Quality of life decision
Emmy award- winning producer and editorial supervisor, Lauren Fein has found her calling : listening and taking care of the children who are her clients at Santa Cruz County’s Health Services Agency.
TV PRODUCER FINDS HER CALLING
SANTA CRUZ — From the cheap seats, it sure looks like Lauren Fein had a pretty sweet gig. For years, she worked as a television producer, mostly for VH- 1, but for other places as well. She hooked on with NBC to work the 2004 Olympics in Athens, and has worked every Olympics since.
She lived in New York and traveled the world, creating stories that potentially millions of people would see, with all the requisite perks we tend to bestow on people who work in the highest echelons of TV.
On the other hand, Lauren would regularly have stress dreams. The deadlines, the workload, the endless internal pressures.
Today, Lauren, 36, doesn’t have stress dreams. She lives in Santa Cruz and works for Santa Cruz County’s Health Services Agency as a counselor for children and adolescents looking for support in dealing with emotional or behavioral issues.

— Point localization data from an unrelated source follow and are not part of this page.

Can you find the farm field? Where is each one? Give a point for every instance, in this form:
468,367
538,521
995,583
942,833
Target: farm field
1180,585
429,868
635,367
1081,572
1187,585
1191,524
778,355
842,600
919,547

“I wanted to feel good about myself,” Lauren said of the decision to chuck a career many people would covet. “The reality- TV ethic was really taking over. I was more and more involved in these pointless shows. The budgets were getting smaller in a very fear- based industry. It’s a cliché, but I wanted to live a life that was more about enriching others.”
Lauren had barely heard of Santa Cruz when she first came here in 2007 for a documentary she was working on about counterculture guru Timothy Leary. It was only much later, after she’d moved west, that she looked back at an old journal she kept and found what she had written as the primary criteria for the place she wanted to start her new life.
“I had this list,” she said. “I wanted to be close to a university, near the water, near an airport.” Santa Cruz checked all those boxes for her.
When she saw in a movie a portrayal of a therapist who used art in treatment, she began to envision a vocation for herself. From there, she earned a master’s degree in psychology, and for three years now, she’s found contentment in helping young people wrestle with the anxieties of growing up.
“The way I look at mental illness and mental health is that it’s all on a spectrum. Everybody goes through anxiety at some point in their lives. The question is: Does it interfere with the way you live your life? That’s when you need a little help.